The city's best and perhaps most-used public pool can be found in Emancipation Park, set in the Third Ward just east of downtown. During the segregation era, Emancipation was Houston's lone municipal park for African-Americans. Today it's a hub for athletics and all kinds of fun and friendly neighborhood activities. The popular pool and water slide attract thousands throughout the ­summer.

It's been a long, long time since the Houston Rockets have done anything in the playoffs, but hope springs eternal. Tracy McGrady and Yao Ming are the Rockets' superstars, but when it comes to quiet, solid contributions to the team, forward Shane Battier is the real superstar. Rarely out of position or outhustled on defense, he's long been considered an ultimate team-first guy. Plus he's a brainiac from Duke who speaks fluent German, plays jazz trumpet and — unless Obama gets there first — could just end up being the nation's first black president. (It's not so far-fetched: He famously asked his mother, when he was just three years old, whether he'd make a good president.) Battier brings nothing but good to the Rockets. Now if he'd only help them get past the first round of the NBA playoffs, we'd be happy.

Taking nothing away from the Coogs' C-USA championship night, Houston was host to another athletic night to remember for all time this year. The 2007 Astros season opened with all eyes on ­second-baseman Craig Biggio as he chased the storied mark of 3,000 career hits; unfortunately, Bidge struggled at the plate and on the field, making the drama more of a slog than a celebration. All that changed on the night he finally reached the plateau, however. He entered the game June 28 three hits shy, no doubt creating dreams in owner Drayton McLane's head that several more nights of sold-out crowds were still to come. Instead Bidge blasted five hits that night, the most important one coming on a seventh-inning single that made him Mr. 3,000. Amid the ensuing wave of affection, cheering and hugs, Biggio marched to the Astros dugout and forced former teammate Jeff Bagwell to take the field with him. Seeing the beaming pair — with Bags shaggily resembling a surfer dude headed for the beach — is an image Houston sports fans won't forget.

Houston has more sports-talk stations than any fan really needs, but far fewer good sports-talk shows than anyone would like. There's a slew of hosts who don't know basic stuff but prefer going for cheap laughs talking about babes and movies. On the other hand, there's Charlie Pallilo of "The Sports Animal," KBME 790. No one in town — no one in the state — retains more sports knowledge than him. You think he's madly Googling to come up with some obscure stat? Think again — he simply remembered it. Pallilo has a great radio voice and presence, he enjoys a good argument and he doesn't dumb things down (too much: he does feel the need to pimp "the babes" on the station's Web site). Some listeners complain he's too cerebral, but he's actually a refreshing and entertaining antidote to moronic radio.

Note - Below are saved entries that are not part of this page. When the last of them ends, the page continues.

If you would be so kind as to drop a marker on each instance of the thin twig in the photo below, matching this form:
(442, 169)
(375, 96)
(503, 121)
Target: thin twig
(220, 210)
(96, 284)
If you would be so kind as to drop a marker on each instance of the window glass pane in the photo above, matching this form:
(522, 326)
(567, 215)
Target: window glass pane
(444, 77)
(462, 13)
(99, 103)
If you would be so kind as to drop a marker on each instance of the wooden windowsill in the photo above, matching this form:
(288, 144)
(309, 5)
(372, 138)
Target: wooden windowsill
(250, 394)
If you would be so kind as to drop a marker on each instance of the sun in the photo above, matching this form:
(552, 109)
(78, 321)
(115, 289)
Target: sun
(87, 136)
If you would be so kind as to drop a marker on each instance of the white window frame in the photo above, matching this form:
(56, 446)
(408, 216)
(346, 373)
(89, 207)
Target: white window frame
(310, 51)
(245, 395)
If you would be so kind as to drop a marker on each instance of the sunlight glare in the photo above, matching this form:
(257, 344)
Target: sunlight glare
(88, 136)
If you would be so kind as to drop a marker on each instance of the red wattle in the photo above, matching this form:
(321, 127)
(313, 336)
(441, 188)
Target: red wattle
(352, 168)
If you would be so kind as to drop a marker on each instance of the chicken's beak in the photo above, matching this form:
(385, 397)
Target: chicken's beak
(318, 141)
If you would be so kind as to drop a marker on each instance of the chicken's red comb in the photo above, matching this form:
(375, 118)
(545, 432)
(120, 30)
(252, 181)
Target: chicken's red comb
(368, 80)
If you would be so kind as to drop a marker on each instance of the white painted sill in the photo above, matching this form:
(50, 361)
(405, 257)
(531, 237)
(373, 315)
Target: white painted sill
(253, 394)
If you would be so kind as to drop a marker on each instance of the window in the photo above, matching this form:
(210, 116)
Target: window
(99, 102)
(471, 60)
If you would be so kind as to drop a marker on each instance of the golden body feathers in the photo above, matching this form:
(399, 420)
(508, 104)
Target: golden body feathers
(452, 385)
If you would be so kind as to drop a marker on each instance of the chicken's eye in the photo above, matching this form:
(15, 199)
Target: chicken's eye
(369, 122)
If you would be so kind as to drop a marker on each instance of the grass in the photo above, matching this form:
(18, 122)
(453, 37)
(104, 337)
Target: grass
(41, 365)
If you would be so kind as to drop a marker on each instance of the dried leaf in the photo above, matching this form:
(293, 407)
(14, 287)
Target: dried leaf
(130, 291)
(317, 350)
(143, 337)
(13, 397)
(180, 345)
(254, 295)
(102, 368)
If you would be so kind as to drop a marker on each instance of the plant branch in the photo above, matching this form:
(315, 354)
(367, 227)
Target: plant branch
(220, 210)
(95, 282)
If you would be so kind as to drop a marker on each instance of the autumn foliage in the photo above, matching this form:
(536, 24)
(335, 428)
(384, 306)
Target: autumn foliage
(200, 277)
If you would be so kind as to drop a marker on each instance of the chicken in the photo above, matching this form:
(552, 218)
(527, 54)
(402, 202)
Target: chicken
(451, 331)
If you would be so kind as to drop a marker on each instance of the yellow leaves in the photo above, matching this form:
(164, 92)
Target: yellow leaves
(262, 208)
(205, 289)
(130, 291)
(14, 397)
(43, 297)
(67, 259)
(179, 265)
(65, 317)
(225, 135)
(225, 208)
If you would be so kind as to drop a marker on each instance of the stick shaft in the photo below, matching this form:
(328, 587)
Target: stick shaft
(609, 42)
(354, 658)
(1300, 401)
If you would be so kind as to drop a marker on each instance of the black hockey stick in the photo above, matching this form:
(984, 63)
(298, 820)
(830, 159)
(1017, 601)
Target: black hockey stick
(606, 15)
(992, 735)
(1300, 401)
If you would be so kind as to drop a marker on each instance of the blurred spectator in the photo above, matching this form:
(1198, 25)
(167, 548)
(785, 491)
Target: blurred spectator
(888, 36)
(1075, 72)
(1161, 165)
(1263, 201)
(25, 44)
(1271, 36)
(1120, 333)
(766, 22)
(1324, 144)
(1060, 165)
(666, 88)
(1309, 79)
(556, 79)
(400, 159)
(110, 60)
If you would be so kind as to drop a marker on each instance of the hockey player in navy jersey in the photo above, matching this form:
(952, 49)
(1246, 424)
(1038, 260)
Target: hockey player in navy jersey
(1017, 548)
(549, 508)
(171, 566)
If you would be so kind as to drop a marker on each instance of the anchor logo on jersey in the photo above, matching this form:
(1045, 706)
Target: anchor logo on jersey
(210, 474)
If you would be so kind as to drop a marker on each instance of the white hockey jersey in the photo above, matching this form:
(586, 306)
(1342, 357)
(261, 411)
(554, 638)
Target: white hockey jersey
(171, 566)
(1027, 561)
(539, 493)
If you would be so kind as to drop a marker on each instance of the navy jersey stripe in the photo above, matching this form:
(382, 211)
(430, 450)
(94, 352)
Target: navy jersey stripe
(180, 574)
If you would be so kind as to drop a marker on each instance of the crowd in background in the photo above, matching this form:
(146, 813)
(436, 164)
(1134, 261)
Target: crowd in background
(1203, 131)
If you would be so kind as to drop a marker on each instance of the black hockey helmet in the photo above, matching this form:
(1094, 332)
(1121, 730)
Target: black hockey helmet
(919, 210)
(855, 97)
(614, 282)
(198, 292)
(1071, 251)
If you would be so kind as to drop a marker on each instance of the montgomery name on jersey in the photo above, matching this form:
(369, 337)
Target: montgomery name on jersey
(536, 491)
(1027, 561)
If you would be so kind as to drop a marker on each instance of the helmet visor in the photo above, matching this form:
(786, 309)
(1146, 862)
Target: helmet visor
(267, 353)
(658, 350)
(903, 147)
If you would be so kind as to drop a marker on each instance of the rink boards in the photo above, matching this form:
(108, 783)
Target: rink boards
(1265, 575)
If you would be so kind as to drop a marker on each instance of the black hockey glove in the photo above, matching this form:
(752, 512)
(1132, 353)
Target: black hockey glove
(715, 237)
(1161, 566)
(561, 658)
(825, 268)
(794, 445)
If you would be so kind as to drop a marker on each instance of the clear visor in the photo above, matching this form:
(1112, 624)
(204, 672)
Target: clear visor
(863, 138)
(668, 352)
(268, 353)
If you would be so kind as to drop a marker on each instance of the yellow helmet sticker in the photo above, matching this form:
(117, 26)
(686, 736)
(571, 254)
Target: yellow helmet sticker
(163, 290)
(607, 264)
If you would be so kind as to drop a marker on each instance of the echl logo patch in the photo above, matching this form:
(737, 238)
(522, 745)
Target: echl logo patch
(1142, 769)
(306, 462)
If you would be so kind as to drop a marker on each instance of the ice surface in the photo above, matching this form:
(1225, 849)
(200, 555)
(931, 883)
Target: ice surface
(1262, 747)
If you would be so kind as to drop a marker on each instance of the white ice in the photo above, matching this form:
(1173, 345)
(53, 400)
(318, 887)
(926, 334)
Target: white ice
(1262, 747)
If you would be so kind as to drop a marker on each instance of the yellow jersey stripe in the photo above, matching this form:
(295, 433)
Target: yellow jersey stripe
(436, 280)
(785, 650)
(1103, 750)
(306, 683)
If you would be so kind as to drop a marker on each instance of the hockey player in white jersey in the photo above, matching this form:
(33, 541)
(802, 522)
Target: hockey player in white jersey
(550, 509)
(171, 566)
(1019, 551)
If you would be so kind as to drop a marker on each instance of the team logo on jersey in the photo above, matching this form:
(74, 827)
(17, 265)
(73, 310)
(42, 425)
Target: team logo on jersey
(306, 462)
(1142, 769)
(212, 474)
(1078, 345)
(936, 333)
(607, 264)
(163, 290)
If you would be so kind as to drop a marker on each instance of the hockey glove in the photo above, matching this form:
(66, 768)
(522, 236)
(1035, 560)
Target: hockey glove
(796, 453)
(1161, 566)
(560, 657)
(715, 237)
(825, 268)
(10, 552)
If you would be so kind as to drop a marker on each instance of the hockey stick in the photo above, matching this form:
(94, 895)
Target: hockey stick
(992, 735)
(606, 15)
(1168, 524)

The voice booms and echoes through the stadium. The names are announced clearly. And with authority. The man behind the microphone at Minute Maid Park never fails to let you know who's batting. Or pitching. Or coming in from the bullpen. Bob Ford's the one constant with the Houston Astros. ESPN once said that he had the voice of God, and when you hear his voice at the ballpark coming out of those speakers, you agree. It's the voice of authority. It's a voice of sincerity. Ford's a former Houston radio DJ, the voice of Fox Sports Houston, and he does voice-overs for Channel 8. But whenever you hear his voice, you think Houston Astros. He's not a cheerleader. He's not a screamer. He's calm. He's precise. He's the man in the know, letting you know. So all hail the voice of God.